ECMAScript 6 promises (2/2): the API - kolodny
http://www.2ality.com/2014/10/es6-promises-api.html

======
angersock
Urgh, why didn't they just follow the conventions set by Q or bluebird?

The fact that I've got to pass a resolver/rejector callback in to the promise
when I make it (isntead of, say, creating a pending promise object and handing
it off to other things to resolve or reject) is really ugly.

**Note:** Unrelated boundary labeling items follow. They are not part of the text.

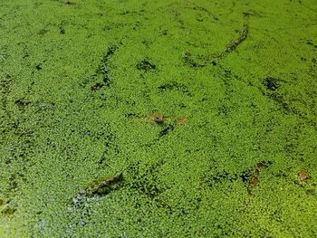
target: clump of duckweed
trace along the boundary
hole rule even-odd
[[[316,9],[3,0],[0,236],[316,237]]]

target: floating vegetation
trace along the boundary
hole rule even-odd
[[[89,197],[101,198],[109,195],[112,191],[120,189],[123,183],[123,176],[120,174],[114,176],[100,178],[87,186],[80,191],[72,200],[72,205],[76,205],[82,200]]]

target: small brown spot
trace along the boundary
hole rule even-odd
[[[12,215],[15,213],[16,209],[13,207],[6,207],[1,213],[5,215]]]
[[[183,126],[186,123],[187,123],[187,121],[188,121],[188,117],[182,117],[182,118],[179,118],[179,119],[176,119],[175,122],[178,126]]]
[[[251,178],[250,184],[253,187],[257,186],[257,185],[259,184],[259,178],[257,176],[253,176]]]
[[[166,117],[159,113],[152,113],[151,115],[149,115],[149,119],[158,124],[161,124],[165,121]]]
[[[95,85],[93,85],[93,86],[91,87],[91,90],[96,91],[96,90],[101,89],[103,86],[104,86],[103,83],[97,82]]]
[[[304,169],[302,169],[299,173],[298,173],[299,178],[301,182],[304,182],[307,179],[310,178],[310,176],[308,174],[308,172]]]

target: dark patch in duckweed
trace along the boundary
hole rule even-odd
[[[240,174],[229,173],[227,171],[212,173],[205,176],[203,180],[207,186],[213,186],[215,184],[225,180],[234,182],[240,179],[245,184],[248,194],[251,195],[252,189],[256,187],[260,183],[260,172],[269,167],[272,164],[272,161],[262,161],[255,165],[255,168],[247,168]]]
[[[142,170],[139,164],[130,166],[128,168],[132,178],[130,187],[155,199],[166,189],[158,183],[158,170],[162,165],[163,162],[159,161],[149,166],[145,170]]]
[[[110,67],[109,61],[111,59],[112,55],[117,50],[117,46],[110,45],[108,47],[108,50],[104,56],[102,57],[101,63],[96,71],[94,77],[101,77],[102,82],[96,82],[93,86],[91,87],[91,90],[96,91],[105,86],[110,86],[111,83],[111,78],[110,76]]]
[[[167,136],[169,132],[173,131],[175,129],[174,124],[168,124],[165,129],[163,129],[161,131],[159,131],[158,137],[164,137]]]
[[[157,71],[157,66],[147,60],[143,60],[137,64],[137,69],[145,71]]]
[[[28,100],[25,100],[24,99],[19,99],[14,101],[16,106],[18,106],[19,109],[24,109],[26,106],[28,106],[31,102]]]
[[[41,29],[38,33],[38,34],[40,35],[44,35],[45,33],[47,33],[49,31],[47,29]]]
[[[17,205],[13,199],[0,199],[0,211],[3,215],[11,216],[17,210]]]
[[[162,91],[162,92],[168,91],[168,90],[179,90],[183,93],[190,95],[188,88],[185,84],[178,83],[177,81],[171,81],[171,82],[165,83],[165,84],[159,86],[158,89],[159,91]]]
[[[35,69],[41,71],[43,69],[42,63],[35,65]]]
[[[235,52],[237,49],[237,47],[246,40],[249,34],[249,15],[251,14],[252,14],[249,13],[244,13],[244,25],[242,27],[239,36],[235,40],[232,40],[222,52],[215,53],[212,54],[210,57],[207,57],[209,59],[212,59],[211,62],[214,66],[216,64],[216,61],[215,61],[214,59],[226,58],[228,54]]]
[[[191,68],[203,68],[206,66],[205,64],[197,62],[193,58],[192,53],[189,52],[185,52],[182,58],[184,63]]]
[[[77,205],[82,201],[87,200],[87,198],[101,198],[113,191],[119,190],[122,185],[122,173],[113,176],[97,179],[72,197],[72,205]]]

Like, really,
really ugly.

It's not a horrid syntax, but I much prefer the ability to treat a promise as
just a boring little mutable-once state machine, which I can pass around to
others if needed.

Consider:

    
    
      function qPromise ()
      {
          var ret = Q.defer();
      
          runNodeback( function _roflwaffles( err, result) {
              if (err) {
                  ret.reject(err.toString);
              } else {
                  ret.resolve(result);
              }
          };
      
          return ret.promise;
      }
      
      function ecma6Promise() {
          var ret = new Promise( function _lmaonade(resolve, reject) {
          runNodeback( function _roflwaffles( err, result) {
                  if (err) {
                      ret.reject(err.toString);
                  } else {
                      ret.resolve(result);
                  }
              }; 
          });
      
          return ret;
      }
    

Alright, not so bad...but note: I cannot easily pass that promise down into
helper functions to do more work on it--I have to somehow cram all of my
scoping and functions and nonsense up into that callback at the time of
creation.

Also, how easy is it going to be to swap the parameters of the promise
callback (which came first, without thinking--resolve _or_ reject)?